Suppressive therapy should begin two weeks prior to exposure. Failing this, in adults an initial loading dose of 800 mg (620 mg base), or in children 10 mg base per kg, may be taken in two divided doses, six hours apart. The suppressive therapy should be continued for eight weeks after leaving the endemic area.

Adults.

400 mg (310 mg base) on exactly the same day of each week.

Children.

The weekly suppressive dose is 5 mg (base) per kg bodyweight, but should not exceed the adult dose regardless of weight.

Treatment of the acute attack.

Adults.

An initial dose of 800 mg followed by 400 mg 6-8 hours later and then 400 mg on each of two consecutive days (total dose of 2 g or 1.55 g base). A single dose of 800 mg (620 mg base) has also proved effective.

Children.

The dosage is calculated on the basis of bodyweight (total dose of 25 mg base per kg).
First dose: 10 mg base per kg (not exceeding a single dose of 620 mg base).
Second dose: 5 mg base per kg (not exceeding 310 mg base), six hours after first dose.
Third dose: 5 mg base per kg eighteen hours after second dose.
Fourth dose: 5 mg base per kg twenty four hours after third dose.
For radical cure of vivax and malariae malaria, concomitant therapy with an 8-aminoquinoline is necessary.
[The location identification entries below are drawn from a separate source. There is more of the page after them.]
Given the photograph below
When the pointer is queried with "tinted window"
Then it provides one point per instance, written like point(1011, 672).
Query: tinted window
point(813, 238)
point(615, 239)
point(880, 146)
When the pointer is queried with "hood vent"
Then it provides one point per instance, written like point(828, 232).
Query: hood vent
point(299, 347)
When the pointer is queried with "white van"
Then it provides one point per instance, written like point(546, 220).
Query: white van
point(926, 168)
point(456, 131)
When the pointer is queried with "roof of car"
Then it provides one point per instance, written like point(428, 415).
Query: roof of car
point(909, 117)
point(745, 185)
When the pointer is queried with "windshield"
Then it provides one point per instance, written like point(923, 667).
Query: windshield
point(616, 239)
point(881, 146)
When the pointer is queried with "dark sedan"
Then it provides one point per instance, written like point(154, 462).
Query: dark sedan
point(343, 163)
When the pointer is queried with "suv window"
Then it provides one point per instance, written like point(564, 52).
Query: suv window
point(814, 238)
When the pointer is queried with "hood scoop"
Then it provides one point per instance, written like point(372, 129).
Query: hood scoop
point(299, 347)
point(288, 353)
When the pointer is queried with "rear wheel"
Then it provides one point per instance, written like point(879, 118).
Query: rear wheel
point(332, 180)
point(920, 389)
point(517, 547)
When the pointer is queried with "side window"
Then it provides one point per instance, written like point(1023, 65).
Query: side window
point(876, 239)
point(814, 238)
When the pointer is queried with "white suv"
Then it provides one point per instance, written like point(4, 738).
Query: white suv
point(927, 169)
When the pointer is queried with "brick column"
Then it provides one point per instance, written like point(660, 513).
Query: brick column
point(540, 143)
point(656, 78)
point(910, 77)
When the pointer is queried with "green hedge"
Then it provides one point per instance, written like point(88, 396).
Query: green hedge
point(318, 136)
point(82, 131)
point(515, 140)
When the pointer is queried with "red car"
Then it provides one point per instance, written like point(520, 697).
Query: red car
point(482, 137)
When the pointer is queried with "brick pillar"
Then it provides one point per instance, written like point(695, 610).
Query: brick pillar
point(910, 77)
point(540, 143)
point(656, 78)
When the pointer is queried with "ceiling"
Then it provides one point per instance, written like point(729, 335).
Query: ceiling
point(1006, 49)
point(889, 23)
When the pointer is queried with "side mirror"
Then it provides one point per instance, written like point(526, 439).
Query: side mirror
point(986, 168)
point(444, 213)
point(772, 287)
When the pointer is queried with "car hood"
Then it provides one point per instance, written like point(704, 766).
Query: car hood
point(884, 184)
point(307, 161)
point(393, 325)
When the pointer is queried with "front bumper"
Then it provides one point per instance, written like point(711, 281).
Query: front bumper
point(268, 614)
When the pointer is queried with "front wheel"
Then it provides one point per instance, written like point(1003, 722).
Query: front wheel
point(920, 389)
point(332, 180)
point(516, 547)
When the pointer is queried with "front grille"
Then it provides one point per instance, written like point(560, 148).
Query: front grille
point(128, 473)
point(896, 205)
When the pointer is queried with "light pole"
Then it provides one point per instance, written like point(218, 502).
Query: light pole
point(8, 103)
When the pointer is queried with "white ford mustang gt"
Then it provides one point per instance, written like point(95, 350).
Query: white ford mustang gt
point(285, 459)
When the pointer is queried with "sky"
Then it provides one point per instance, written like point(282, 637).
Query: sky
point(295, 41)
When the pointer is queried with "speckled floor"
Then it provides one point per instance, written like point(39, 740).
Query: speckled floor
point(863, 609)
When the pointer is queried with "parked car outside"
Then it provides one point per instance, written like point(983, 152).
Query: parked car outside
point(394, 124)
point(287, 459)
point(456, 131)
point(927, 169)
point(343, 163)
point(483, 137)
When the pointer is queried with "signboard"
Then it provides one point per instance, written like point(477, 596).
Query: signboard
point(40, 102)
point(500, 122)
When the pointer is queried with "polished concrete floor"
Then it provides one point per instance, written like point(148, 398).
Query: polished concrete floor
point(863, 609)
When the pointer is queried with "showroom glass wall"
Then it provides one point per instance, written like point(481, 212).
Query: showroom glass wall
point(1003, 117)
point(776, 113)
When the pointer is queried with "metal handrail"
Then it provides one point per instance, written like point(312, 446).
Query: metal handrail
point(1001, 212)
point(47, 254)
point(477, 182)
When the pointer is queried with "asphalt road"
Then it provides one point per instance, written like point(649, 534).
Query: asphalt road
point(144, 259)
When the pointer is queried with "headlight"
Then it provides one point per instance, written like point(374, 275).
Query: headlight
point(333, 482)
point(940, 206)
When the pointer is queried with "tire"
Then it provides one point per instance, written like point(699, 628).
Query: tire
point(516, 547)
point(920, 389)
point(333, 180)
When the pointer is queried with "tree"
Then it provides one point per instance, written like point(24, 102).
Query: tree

4.7 Effects on Ability to Drive and Use Machines

Patients should be warned about driving and operating machinery since hydroxychloroquine can impair visual accommodation and cause blurring of vision. If the condition is not self-limiting, the dosage may need to be temporarily reduced.

4.9 Overdose

Overdosage with 4-aminoquinolines is dangerous. Children are particularly sensitive to these compounds and a number of fatalities have been reported following the accidental ingestion of chloroquine, sometimes in relatively small doses (0.75 or 1 gram in one 3 year old child).
The 4-aminoquinolines are very rapidly and completely absorbed after ingestion and toxic symptoms following overdosage may occur within 30 minutes. Toxic symptoms consist of headache, drowsiness, visual disturbances, hypokalaemia, cardiovascular collapse and convulsions followed by sudden and early respiratory and cardiac arrest. The ECG may reveal atrial standstill, nodal rhythm, prolonged intraventricular conduction time, including QT prolongation, torsade de pointes, ventricular tachycardia and progressive bradycardia leading to ventricular fibrillation and/or cardiac arrest. Immediate medical attention is required as these effects may appear shortly after the overdose.
Treatment is symptomatic and must be prompt. Emesis is not recommended because of the potential for CNS depression, convulsions and cardiovascular instability. Activated charcoal should be administered. The dose of activated charcoal should be at least five times the estimated amount of hydroxychloroquine ingested.
Consideration should be given to using diazepam parentally as there have been reports that it may decrease cardiotoxicity.
Respiratory support and management of shock should be instituted as necessary.
For information on the management of overdose, contact the Poisons Information Centre on 13 11 26 (Australia).

7 Medicine Schedule (Poisons Standard)

S4.

6 Pharmaceutical Particulars

6.1 List of Excipients

Hequinel tablets contains the following excipients: anhydrous calcium hydrogen phosphate, pregelatinised maize starch, hypromellose, magnesium stearate, polysorbate 80, colloidal anhydrous silica and Proprietary Ingredient Opadry II White 85F18422.

6.2 Incompatibilities

Incompatibilities were either not assessed or not identified as part of the registration of this medicine.

6.3 Shelf Life

In Australia, information on the shelf-life can be found on the public summary of the Australian Register of Therapeutic Goods (ARTG). The expiry date can be found on the packaging.

6.4 Special Precautions for Storage

Store below 25°C. Protect from light.

6.5 Nature and Contents of Container

200 mg: Packaged in HDPE bottles of 100 tablets.

6.6 Special Precautions for Disposal

In Australia, any unused medicine or waste material should be disposed of by taking to your local pharmacy.